There's nothing that requires a Blu-ray to be made from high-quality source. There are LOTs of Blu-rays that have been released with less-than-optimal source... consider Highlander TV Blu-ray season 1 that was made from an upconverted master... which meant you got 1080p from your Blu-ray disc BUT the source was considerably less resolution... so it definitely did not look like high-quality high-def.

The same holds true for OTA... You might be getting a 1920x1080 signal via OTA that is an upconverted original source with less detail.


----------



## HDlover (Jul 28, 2006)

I'm not mixing anything, the broadcast standard and real resolution are two different things. No, Blu-ray does have more real (1920x1080 different pixels) resolution. Did you click on the link? It maintains it in motion- where it blows away OTA. If the source does not have enough resolution it isn't the fault of Blu-Ray. But full 1920x1080 isn't possible with ATSC. I'll bet it is possible with Dish's MPEG4.

I still maintain, no broadcaster is sending out 1920x1080 different pixels, 1440x1080 at the most. And that 1080 figure is really only 800 by ATSC measurements. Down to 400 with movement.


----------



## Stewart Vernon (Jan 7, 2005)

HDlover said:


> I still maintain, no broadcaster is sending out 1920x1080 different pixels, 1440x1080 at the most. And that 1080 figure is really only 800 by ATSC measurements. Down to 400 with movement.


I'm sorry, but now you're just making stuff up.

To be technically accurate, no Blu-ray has 1920x1080 "different" pixels either.

The compression scheme works by sending out a "key" frame every so often that contains a full 1920x1080 image... then the rest of the time only changes from one frame to the next are sent... That's why "bps" bandwidth comes into play. The higher the available bandwidth, the more you can communicate of those changes.

Also, the smarter the compression, the less loss... but all of the compression is lossy by-design.

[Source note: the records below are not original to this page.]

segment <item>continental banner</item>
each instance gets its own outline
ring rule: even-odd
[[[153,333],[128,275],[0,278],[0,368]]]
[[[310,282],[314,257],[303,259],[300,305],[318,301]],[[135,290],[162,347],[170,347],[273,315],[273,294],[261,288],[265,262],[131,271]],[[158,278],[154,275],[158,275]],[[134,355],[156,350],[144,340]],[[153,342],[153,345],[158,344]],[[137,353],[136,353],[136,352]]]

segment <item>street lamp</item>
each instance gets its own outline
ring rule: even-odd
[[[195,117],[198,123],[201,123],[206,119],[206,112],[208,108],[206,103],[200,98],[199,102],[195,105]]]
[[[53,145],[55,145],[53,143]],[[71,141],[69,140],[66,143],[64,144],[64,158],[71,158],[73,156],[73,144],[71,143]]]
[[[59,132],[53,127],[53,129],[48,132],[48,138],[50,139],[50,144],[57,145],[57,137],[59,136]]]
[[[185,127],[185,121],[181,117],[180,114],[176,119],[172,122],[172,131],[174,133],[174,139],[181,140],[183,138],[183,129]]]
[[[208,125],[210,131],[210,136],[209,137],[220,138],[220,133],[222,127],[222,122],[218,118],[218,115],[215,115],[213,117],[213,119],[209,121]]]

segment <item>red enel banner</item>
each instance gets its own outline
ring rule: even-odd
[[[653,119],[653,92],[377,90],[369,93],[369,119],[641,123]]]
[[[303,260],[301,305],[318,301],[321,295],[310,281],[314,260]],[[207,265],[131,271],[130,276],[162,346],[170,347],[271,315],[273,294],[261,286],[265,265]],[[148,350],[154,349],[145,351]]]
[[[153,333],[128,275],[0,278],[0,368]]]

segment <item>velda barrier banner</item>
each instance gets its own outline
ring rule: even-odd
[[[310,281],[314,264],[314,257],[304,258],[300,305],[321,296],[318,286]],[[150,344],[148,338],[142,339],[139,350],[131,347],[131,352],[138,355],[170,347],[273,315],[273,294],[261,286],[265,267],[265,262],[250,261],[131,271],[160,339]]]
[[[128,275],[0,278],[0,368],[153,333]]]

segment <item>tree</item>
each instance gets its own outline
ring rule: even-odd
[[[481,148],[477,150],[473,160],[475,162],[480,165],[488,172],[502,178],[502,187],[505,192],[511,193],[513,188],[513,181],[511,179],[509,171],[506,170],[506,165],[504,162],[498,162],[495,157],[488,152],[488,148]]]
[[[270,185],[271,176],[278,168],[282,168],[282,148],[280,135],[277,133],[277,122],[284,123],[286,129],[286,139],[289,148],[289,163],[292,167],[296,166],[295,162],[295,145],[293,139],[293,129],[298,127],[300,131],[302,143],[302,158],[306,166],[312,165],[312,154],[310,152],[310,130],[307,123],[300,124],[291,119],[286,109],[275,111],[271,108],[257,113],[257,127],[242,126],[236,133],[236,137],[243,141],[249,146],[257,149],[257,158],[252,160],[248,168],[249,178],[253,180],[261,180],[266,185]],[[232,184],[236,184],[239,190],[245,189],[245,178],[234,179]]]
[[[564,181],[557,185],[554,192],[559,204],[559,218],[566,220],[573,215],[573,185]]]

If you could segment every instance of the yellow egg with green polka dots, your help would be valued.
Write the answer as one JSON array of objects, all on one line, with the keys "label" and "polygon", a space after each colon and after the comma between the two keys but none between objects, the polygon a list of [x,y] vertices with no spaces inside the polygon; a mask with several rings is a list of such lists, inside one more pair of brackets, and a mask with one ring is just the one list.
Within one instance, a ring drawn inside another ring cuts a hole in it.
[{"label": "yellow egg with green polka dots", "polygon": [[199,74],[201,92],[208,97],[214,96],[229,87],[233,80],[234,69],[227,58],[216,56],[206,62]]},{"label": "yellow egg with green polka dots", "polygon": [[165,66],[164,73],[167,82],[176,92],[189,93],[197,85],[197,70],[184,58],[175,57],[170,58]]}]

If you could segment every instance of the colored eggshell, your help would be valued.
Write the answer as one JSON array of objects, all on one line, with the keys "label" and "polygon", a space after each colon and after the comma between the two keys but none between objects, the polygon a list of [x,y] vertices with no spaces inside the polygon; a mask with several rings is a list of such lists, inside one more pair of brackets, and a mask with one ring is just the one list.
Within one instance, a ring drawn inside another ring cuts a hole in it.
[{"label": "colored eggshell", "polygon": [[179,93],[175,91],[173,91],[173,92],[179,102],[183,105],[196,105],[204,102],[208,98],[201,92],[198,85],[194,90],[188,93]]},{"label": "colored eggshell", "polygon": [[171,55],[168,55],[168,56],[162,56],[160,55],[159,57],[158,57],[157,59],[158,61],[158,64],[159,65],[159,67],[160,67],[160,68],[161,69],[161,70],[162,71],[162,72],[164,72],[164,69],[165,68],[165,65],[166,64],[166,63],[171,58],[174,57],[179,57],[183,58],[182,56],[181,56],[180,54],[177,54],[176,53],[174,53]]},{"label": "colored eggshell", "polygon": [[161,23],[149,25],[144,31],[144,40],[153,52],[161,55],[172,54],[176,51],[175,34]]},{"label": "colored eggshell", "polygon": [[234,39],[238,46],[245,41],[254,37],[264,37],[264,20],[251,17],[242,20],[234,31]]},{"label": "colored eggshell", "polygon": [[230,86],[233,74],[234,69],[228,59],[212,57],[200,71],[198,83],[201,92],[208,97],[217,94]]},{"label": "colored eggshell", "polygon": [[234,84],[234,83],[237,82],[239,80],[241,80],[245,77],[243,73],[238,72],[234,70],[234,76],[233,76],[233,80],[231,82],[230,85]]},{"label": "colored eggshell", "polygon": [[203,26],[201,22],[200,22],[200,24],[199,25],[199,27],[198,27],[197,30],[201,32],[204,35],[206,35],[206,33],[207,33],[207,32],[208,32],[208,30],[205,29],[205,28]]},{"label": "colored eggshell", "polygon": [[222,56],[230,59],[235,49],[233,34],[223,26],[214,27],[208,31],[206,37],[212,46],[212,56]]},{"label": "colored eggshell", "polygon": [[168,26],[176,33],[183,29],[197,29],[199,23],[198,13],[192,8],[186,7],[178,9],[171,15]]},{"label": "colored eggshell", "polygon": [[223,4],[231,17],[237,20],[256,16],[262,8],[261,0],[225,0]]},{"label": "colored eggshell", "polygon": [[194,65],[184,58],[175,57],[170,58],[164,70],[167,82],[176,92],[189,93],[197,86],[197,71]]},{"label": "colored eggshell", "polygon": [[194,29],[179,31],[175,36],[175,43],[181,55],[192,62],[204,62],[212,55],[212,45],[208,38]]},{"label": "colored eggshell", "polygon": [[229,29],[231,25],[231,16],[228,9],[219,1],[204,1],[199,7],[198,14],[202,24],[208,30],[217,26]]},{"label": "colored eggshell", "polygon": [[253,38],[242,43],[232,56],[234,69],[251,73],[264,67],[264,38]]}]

So Blu-ray is much better than OTA... but not because OTA isn't capable of delivering 1920x1080 images.


----------



## P Smith (Jul 25, 2002)

HDlover said:


> I'm not mixing anything, the broadcast standard and real resolution are two different things. No, Blu-ray does have more real (1920x1080 different pixels) resolution. Did you click on the link? It maintains it in motion- where it blows away OTA. If the source does not have enough resolution it isn't the fault of Blu-Ray. But full 1920x1080 isn't possible with ATSC. I'll bet it is possible with Dish's MPEG4.
> 
> I still maintain, no broadcaster is sending out 1920x1080 different pixels, 1440x1080 at the most. And that 1080 figure is really only 800 by ATSC measurements. Down to 400 with movement.


You mixing everything into BS type. 
Take a hike to that hill - get OTA PC card, install TSReader Lite and measure by yourself the frames, pixels, resolution of OTA stations.

And before that stop posting non-sense.


----------



## HDlover (Jul 28, 2006)

Yeah, my link to the ATSC test of resolution is nonsense. Unbelievable-out.


----------



## P Smith (Jul 25, 2002)

For me, who is running the setup and check the parameters many times - real utter nonsense and pure BS.


----------



## Stewart Vernon (Jan 7, 2005)

HDlover said:


> Yeah, my link to the ATSC test of resolution is nonsense. Unbelievable-out.


Umm... you posted a link to a post from 2001, last edited in 2003, that quoted data from 1995... and there's no data to suggest what was actually being broadcast OR used to receive it.

That isn't proof of anything.


----------



## CCarncross (Jul 19, 2005)

HDlover said:


> [/url]
> 
> There is a reason why Blu-Ray blows away OTA.


Yes there is, higher *bitrates*, not higher *resolutions* is the reason.....most of your other claims are just hogwash.

Blur-rays can be up to around 50Mb/sec, OTA can be up to around 19.3Mb/sec


----------